Any alternatives to Firefox?

[–] [email protected] 5 points 4 hours ago

Waterfox. It's no longer owned by the marketing company that acquired it before

[–] [email protected] 9 points 8 hours ago (2 children)
[–] [email protected] 2 points 5 hours ago

Didn't they spin off or something from mozzilla recently?

[–] [email protected] 3 points 6 hours ago

I've been looking for a good alternative as a precaution. Evolution Email seems the next most popular but it keeps logging me out of my accounts every few hours. I might try Betterbird or Claws Mail.

For Android I'm using FairEmail as mozilla bought k9 Mail.

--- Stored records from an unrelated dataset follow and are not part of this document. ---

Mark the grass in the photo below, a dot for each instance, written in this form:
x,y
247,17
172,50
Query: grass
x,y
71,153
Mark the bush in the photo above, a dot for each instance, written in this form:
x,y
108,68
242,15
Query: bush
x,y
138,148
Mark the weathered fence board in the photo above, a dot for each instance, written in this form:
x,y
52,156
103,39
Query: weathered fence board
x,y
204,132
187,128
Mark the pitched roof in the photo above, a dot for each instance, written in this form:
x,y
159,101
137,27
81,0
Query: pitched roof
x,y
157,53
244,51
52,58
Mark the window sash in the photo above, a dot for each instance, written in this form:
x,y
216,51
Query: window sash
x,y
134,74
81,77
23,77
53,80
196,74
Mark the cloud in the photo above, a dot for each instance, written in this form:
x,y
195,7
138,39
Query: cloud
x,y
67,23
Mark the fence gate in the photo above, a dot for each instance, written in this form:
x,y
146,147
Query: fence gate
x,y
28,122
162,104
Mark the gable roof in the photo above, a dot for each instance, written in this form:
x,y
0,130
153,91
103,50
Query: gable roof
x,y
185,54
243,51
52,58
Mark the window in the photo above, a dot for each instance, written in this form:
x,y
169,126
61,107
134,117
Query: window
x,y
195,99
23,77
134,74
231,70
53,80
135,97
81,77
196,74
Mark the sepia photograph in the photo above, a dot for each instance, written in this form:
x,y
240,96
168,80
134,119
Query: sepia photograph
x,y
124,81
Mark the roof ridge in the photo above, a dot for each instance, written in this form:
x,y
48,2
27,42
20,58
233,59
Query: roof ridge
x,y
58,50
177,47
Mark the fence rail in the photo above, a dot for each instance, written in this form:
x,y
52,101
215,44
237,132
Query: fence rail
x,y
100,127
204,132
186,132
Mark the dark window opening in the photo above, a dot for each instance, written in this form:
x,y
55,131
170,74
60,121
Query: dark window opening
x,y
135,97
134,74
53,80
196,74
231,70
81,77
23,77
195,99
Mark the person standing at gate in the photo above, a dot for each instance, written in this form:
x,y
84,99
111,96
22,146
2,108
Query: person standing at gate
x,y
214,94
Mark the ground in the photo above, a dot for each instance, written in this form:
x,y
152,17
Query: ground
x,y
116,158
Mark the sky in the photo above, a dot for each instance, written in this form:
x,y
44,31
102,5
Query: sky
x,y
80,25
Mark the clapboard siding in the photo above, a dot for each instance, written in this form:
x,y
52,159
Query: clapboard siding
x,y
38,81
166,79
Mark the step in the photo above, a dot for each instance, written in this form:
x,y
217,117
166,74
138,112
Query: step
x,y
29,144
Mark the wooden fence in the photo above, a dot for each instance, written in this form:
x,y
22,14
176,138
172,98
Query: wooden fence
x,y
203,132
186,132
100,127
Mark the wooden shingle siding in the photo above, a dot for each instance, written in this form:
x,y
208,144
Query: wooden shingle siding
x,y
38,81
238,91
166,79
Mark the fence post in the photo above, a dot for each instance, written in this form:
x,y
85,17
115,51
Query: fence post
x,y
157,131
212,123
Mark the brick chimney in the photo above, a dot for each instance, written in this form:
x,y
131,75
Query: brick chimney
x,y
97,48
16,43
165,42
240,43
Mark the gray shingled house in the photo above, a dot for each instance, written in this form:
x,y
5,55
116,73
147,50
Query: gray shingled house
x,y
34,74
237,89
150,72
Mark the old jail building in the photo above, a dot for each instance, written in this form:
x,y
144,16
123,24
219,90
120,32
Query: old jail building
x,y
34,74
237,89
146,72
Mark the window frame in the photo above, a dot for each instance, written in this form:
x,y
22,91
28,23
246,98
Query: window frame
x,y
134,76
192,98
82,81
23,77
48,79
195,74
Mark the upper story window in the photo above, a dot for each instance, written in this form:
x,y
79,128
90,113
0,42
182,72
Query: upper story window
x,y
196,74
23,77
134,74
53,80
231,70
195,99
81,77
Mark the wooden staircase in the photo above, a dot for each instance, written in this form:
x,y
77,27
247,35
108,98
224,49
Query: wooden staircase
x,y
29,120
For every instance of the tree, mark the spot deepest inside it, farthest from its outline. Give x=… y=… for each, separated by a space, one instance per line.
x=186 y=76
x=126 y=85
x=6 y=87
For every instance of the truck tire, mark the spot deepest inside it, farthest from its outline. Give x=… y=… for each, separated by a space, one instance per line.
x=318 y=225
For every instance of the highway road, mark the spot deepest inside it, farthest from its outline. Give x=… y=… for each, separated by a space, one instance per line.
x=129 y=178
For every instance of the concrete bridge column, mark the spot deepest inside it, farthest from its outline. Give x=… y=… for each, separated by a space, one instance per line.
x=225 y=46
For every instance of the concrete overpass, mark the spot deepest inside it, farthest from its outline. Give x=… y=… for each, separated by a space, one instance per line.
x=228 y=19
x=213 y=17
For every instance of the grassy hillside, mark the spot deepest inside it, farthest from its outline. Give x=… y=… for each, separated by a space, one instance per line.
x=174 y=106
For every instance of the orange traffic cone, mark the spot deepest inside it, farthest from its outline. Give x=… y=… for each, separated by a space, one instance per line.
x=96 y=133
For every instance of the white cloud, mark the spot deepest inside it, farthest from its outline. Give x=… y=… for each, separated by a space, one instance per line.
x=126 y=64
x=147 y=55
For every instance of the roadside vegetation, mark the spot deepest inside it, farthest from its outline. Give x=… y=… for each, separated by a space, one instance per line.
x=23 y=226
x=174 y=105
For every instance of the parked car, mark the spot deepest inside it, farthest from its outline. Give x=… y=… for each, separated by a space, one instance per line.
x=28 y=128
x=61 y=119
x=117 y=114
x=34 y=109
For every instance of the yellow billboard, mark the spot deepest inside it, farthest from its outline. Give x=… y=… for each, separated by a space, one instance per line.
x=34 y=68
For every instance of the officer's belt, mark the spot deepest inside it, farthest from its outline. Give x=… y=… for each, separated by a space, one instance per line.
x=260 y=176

[–] [email protected] 13 points 9 hours ago

Mozilla FakeSpot promises that the following "is Sold and/or Shared [with] Advertising partners":

  • "browsing history, search history"
  • "Geolocation data"
  • "a profile about a consumer"

Instead of aligning FakeSpot (which they bought in 2023) with their pro-privacy stance, it seems they are realigning their stance with their actual activity.

Brownie points for being honest, I guess.